Even after that, a handful of communists clung to the old faith. And when right-wing radicalism started to attract masses with anti-Islamism, young people started to find their way to the party, as they wanted to oppose the resurgent fascism and believed that communists had impeccable anti-Fascist credentials.


During the Finnish presidential elections, however, many Finnish communists supported Paavo Väyrynen. I guess I have already written about Väyrynen, and my old readers probably know his name, but anyway, it won’t hurt to say a couple of words about him.


Basically, Paavo Väyrynen is the leading zombie of Finnish politics – the man who came back after every defeat. He started his political career in the 1970s when half the population was depending on our trade with Soviets, and Väyrynen was very much in favour of such lively economic relations eastwards, a fact that made him popular even among contemporary communists.


Today, Väyrynen is again trying to start fresh. He is the honorary chairman of his old party, the Centre Party, or the farmers’ party, and accordingly, he has an enormous influence on the party’s old guard. Still, he found it necessary to create his own party, the Citizens’ Party.
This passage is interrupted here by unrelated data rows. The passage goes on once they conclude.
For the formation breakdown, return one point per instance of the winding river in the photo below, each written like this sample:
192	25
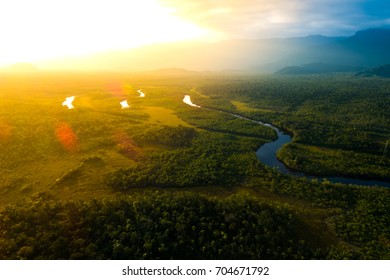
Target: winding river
267	155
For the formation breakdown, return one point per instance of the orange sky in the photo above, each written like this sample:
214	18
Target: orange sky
41	29
32	30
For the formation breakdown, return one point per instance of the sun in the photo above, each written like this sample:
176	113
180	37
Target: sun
42	29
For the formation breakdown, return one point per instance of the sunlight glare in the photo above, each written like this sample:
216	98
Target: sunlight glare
42	29
66	137
124	104
187	100
141	94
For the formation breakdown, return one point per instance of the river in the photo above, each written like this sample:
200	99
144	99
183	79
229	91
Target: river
267	155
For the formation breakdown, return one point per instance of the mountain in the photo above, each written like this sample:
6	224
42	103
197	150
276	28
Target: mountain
22	67
367	48
381	71
318	68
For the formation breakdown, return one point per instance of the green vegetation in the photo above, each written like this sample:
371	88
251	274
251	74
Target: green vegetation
340	113
165	180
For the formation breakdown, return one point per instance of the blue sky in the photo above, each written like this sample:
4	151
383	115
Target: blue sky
283	18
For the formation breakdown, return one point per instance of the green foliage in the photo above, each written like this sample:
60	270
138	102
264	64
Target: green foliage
334	112
211	160
151	226
312	160
169	136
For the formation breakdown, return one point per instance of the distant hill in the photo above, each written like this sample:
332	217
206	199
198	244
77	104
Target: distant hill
368	48
21	67
318	68
381	71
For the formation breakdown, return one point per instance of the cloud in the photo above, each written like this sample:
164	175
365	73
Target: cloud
281	18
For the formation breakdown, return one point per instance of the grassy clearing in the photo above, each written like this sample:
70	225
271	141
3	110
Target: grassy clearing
246	107
43	145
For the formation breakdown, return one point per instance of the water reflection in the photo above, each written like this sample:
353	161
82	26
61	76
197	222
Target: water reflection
124	104
68	102
187	100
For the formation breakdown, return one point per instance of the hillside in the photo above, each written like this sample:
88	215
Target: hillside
381	71
318	68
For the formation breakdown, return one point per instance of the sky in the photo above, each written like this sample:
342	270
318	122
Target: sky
41	29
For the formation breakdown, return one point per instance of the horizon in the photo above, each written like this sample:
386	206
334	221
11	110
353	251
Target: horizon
45	31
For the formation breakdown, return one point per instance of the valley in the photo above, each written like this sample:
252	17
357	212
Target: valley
162	179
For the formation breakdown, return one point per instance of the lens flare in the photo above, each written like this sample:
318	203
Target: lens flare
141	94
125	144
124	104
68	102
67	137
187	100
116	89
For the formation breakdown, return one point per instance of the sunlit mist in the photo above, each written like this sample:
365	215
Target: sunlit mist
66	137
5	131
187	100
68	102
124	104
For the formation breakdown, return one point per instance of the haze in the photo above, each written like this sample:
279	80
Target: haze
33	31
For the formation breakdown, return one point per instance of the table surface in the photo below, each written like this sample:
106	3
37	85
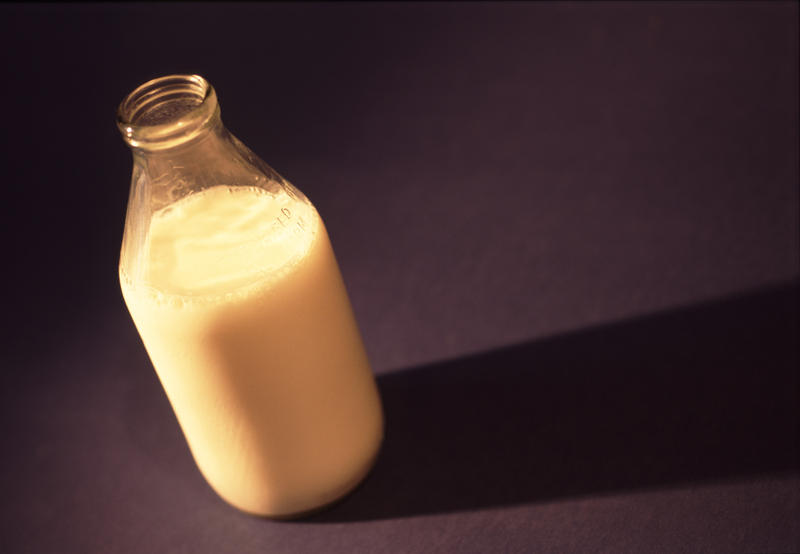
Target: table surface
570	236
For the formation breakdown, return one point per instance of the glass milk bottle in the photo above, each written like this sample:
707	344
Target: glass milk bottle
229	275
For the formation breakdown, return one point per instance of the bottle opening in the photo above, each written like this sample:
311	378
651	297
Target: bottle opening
167	111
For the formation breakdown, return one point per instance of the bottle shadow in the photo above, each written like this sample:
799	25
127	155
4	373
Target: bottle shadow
702	393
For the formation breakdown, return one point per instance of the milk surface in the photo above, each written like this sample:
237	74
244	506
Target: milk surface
244	314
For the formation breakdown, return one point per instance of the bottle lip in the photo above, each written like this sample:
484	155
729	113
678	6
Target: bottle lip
166	111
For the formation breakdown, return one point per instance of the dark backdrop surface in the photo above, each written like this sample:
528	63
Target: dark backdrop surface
570	236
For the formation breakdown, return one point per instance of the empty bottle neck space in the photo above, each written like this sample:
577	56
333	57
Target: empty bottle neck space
168	112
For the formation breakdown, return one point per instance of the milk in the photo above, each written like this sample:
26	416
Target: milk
243	312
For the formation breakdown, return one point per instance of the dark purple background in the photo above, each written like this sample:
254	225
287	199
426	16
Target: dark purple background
570	235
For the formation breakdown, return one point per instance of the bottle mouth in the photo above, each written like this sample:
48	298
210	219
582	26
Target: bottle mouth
166	111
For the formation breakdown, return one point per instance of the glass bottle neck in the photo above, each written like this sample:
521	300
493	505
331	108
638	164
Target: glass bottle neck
168	112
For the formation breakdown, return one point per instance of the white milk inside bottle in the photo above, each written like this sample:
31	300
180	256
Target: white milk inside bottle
241	306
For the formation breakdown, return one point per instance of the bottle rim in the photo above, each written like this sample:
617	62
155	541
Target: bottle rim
166	111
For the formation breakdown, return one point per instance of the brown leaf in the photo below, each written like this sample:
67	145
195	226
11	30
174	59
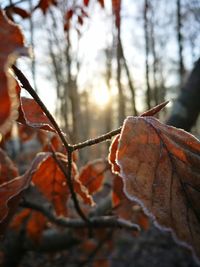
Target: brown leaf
160	167
11	191
8	170
51	182
69	14
45	4
153	111
92	175
86	2
16	10
25	133
101	2
34	223
31	114
11	46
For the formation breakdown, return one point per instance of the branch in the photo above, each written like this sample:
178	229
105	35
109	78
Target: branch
26	85
70	184
109	135
97	140
95	222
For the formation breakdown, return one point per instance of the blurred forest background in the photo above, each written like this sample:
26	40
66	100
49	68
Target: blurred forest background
96	62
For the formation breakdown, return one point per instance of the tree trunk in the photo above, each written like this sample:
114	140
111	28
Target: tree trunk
146	37
180	41
187	107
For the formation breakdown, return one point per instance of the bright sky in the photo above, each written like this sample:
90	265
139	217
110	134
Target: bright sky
96	36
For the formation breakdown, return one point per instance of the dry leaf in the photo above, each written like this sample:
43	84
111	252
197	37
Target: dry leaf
160	167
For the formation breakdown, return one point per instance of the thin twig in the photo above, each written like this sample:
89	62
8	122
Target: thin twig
97	140
70	184
95	222
26	85
16	3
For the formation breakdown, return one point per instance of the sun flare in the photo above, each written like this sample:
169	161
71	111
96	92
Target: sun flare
100	97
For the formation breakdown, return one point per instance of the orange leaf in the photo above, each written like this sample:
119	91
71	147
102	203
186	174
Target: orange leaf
101	2
11	46
8	170
17	10
69	14
31	114
112	156
45	4
25	133
51	182
34	222
86	2
92	175
160	167
10	194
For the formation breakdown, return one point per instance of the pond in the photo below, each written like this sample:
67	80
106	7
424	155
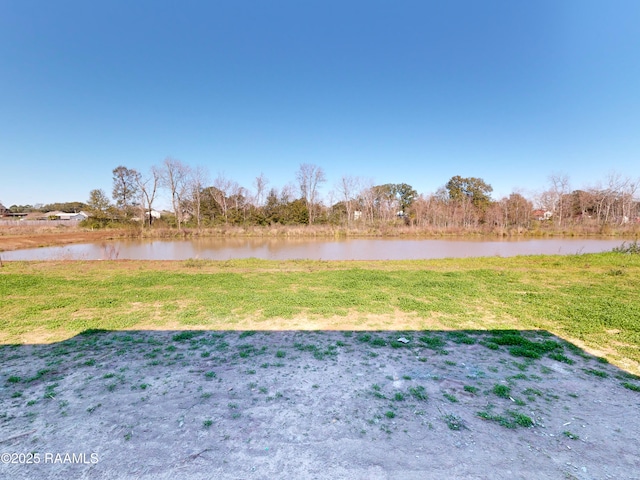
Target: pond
313	249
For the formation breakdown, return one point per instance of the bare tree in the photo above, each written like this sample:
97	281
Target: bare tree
260	183
221	193
309	177
175	177
198	179
348	191
148	186
125	187
559	190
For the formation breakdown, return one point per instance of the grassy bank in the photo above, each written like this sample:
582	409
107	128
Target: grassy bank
591	300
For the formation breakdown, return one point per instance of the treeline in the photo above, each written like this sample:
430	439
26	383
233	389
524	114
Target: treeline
462	204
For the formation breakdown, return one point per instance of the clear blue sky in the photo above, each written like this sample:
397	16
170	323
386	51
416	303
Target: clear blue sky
395	91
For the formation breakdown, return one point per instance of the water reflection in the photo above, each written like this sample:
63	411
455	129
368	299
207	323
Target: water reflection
311	248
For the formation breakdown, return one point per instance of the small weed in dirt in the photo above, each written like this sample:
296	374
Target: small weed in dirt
502	391
559	357
50	391
454	422
631	386
450	397
433	343
512	420
419	393
596	373
184	336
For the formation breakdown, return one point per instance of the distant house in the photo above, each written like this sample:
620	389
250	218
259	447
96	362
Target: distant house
542	214
70	217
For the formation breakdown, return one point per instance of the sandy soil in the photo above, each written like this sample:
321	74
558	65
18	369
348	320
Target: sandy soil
322	405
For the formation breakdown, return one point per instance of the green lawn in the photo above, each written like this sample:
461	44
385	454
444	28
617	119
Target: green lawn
592	300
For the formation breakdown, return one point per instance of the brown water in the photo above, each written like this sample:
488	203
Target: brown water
311	248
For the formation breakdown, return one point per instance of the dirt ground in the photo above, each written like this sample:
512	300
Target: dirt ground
321	405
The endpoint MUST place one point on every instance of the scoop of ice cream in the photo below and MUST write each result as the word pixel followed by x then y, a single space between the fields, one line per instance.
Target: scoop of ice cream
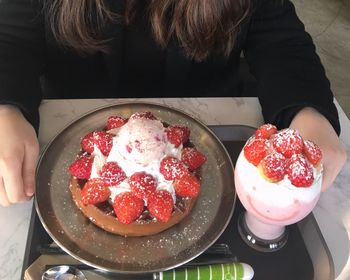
pixel 141 140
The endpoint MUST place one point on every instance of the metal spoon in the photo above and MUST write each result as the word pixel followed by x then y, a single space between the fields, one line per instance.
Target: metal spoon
pixel 63 272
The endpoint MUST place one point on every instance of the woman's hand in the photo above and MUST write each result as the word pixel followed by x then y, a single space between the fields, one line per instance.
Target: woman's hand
pixel 315 127
pixel 19 150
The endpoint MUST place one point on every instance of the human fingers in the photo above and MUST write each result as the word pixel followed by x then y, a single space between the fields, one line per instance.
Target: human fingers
pixel 334 158
pixel 29 166
pixel 12 178
pixel 3 196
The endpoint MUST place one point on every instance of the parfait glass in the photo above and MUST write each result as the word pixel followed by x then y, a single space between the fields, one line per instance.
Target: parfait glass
pixel 270 207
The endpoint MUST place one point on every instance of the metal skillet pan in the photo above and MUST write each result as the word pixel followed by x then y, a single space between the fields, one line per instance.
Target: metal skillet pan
pixel 91 245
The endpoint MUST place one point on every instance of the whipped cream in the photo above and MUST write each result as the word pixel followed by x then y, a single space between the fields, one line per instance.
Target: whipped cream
pixel 279 194
pixel 138 146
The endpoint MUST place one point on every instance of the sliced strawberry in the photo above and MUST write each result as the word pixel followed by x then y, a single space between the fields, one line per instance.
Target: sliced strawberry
pixel 81 167
pixel 288 142
pixel 115 122
pixel 112 174
pixel 177 134
pixel 142 184
pixel 94 191
pixel 103 141
pixel 273 167
pixel 312 152
pixel 160 205
pixel 171 168
pixel 192 158
pixel 187 186
pixel 299 171
pixel 255 150
pixel 128 207
pixel 145 115
pixel 265 131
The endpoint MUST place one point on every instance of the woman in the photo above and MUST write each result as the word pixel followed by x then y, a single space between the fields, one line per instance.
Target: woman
pixel 167 48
The supporters of that party are quite a motley crew: conspiracy theorists, anti-Islamists, anti-semites and Russian immigrants who haven’t been able to establish themselves in the society of Finland and who have turned into chauvinist Russian nationalists – and of course, old communists with a longing for the seventies.


Young Communist activists are not quite that enthusiastic about Väyrynen. One of them is Sippo Kähmi, a member of the central committee, who attracted some media attention when he left both the central committee and the party itself to protest the support that the old guard gave to Väyrynen. As he pointed out, many old comrades in the party see Väyrynen as a ”bourgeois of the well-meaning kind”, who wants continued good relations between Finland and Russia, and those comrades can’t accept the fact that their old hero has joined forces with neo-Nazis. Actually, for them, ‘fascism’ and ‘Nazism’ means simply being opposed to Russia.


Therefore it is difficult to say whether communism is about anything more than automatically sympathising with Russia. Being a communist means defending and justifying anything Russia does, and that’s the end of it. You can sell out the workers and ally with neo-Nazis – the most important thing is to stand by Russia. And the natural result of this is young activists, such as Kähmi, leaving the party, while the old guard is staying.

Panu Höglund is a Finn who writes in Irish.